Jean-Marc Governatori, figure de proue du parti Écologie au centre, a opéré un changement radical en rejoignant la liste d’Éric Ciotti (UDR-RN) pour les élections municipales à Nice. Ce choix a provoqué une onde de choc au sein de la région, notamment chez Renaud Muselier, président de la région Paca, qui a rapidement réagi.

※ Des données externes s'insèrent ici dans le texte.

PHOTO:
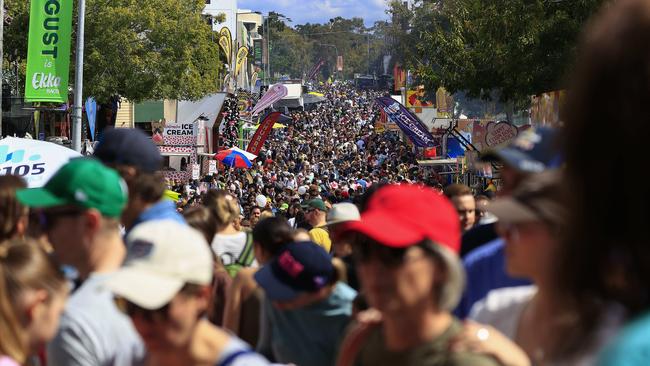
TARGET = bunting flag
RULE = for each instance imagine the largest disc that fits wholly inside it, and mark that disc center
(225, 32)
(226, 81)
(315, 69)
(407, 122)
(262, 133)
(91, 113)
(241, 57)
(225, 46)
(275, 93)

Renaud Muselier a décidé de démettre Jean-Marc Governatori de ses fonctions régionales, où il dirigeait l'« office environnemental de propositions concrètes » depuis 2021. Dans un communiqué, il a qualifié ce revirement de « volte-face », rappelant que Governatori l’avait soutenu lors des élections régionales de 2021 pour contrer le Rassemblement national.
Muselier a exprimé sa déception face à ce changement de cap, soulignant que Governatori, qui avait toujours prôné la préservation de l’environnement, remet en question son engagement historique. Il l'accuse de rejoindre le camp du « plus offrant », ce qui compromet les efforts collectifs pour défendre l'environnement.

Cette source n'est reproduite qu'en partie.